💼Vector Store

What is a Vector Database?

In the context of BeyondLLM (Retrieval Augmented Generation), a vector database plays a crucial role in efficiently storing and managing vector embeddings generated from your text data. These embeddings capture the semantic meaning and relationships within the text, enabling rapid retrieval of relevant information based on user queries.

Vector databases are optimized for similarity search, making them essential for effective RAG applications. Available Vector Databases are:

1. Chroma

BeyondLLM currently integrates with Chroma, a powerful and purpose-built vector database designed for high-performance similarity search and efficient management of vector embeddings.

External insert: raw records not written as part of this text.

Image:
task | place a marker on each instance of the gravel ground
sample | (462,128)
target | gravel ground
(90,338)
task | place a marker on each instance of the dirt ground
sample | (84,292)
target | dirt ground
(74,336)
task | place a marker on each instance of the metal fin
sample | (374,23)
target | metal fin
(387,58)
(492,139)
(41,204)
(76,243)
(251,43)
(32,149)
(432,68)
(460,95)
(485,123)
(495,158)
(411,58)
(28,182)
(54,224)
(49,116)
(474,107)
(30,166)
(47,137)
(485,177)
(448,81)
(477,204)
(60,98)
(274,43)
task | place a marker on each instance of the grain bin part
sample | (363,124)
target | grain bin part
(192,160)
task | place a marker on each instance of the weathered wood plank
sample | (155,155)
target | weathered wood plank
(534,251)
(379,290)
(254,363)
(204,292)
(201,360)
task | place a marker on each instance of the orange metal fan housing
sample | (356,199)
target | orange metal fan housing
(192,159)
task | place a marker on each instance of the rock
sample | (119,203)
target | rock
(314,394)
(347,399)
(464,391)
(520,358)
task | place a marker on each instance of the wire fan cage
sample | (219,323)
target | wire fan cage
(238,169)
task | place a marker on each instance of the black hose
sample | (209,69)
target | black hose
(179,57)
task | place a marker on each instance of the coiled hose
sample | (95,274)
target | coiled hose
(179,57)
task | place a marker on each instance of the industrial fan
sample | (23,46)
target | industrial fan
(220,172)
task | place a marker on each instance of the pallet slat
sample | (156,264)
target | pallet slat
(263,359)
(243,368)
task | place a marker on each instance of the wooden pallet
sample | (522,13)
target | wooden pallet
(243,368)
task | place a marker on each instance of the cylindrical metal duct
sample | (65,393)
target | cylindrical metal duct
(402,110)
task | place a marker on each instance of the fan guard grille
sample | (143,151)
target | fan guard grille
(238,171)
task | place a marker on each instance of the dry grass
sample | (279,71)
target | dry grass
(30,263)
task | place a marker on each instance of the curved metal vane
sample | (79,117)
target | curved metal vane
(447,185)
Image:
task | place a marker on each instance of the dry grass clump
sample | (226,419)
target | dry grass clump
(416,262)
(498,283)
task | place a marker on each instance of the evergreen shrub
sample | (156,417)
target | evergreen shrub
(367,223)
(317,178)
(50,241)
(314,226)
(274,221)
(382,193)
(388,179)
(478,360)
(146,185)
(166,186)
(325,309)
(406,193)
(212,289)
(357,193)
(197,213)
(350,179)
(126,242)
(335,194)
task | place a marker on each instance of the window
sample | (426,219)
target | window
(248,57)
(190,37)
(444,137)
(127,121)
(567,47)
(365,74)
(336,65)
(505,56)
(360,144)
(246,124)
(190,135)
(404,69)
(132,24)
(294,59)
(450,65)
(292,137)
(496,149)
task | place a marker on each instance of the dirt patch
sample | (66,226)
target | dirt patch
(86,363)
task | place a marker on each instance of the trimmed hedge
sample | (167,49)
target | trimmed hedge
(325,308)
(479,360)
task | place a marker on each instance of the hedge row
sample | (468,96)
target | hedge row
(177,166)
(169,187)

Parameters for ChromaVectorDb:

  • collection_name (required): Specifies the name of the collection within Chroma to store your embeddings. This helps organize and manage different sets of embeddings within the database.

  • persist_directory (optional): The directory path to persist the Chroma database on disk. If not provided or set as an empty string (""), the Chroma instance will be ephemeral and created in memory, meaning the data will not be saved after the program ends.

Code Example:

from beyondllm.vectordb import ChromaVectorDb

# Persistent Chroma instance with data stored on disk, else don't pass persist_directory
vectordb = ChromaVectorDb(collection_name="my_persistent_collection", persist_directory="./db/chroma/")

2. Pinecone

Pinecone is a fully managed vector database service designed to provide high performance and scalability for similarity search applications. It offers a robust and user-friendly platform for storing, indexing, and querying vector embeddings, making it an excellent choice for BeyondLLM's Retrieval Augmented Generation (RAG) capabilities.

Parameters:

  • api_key (required): Your Pinecone API key for accessing the service.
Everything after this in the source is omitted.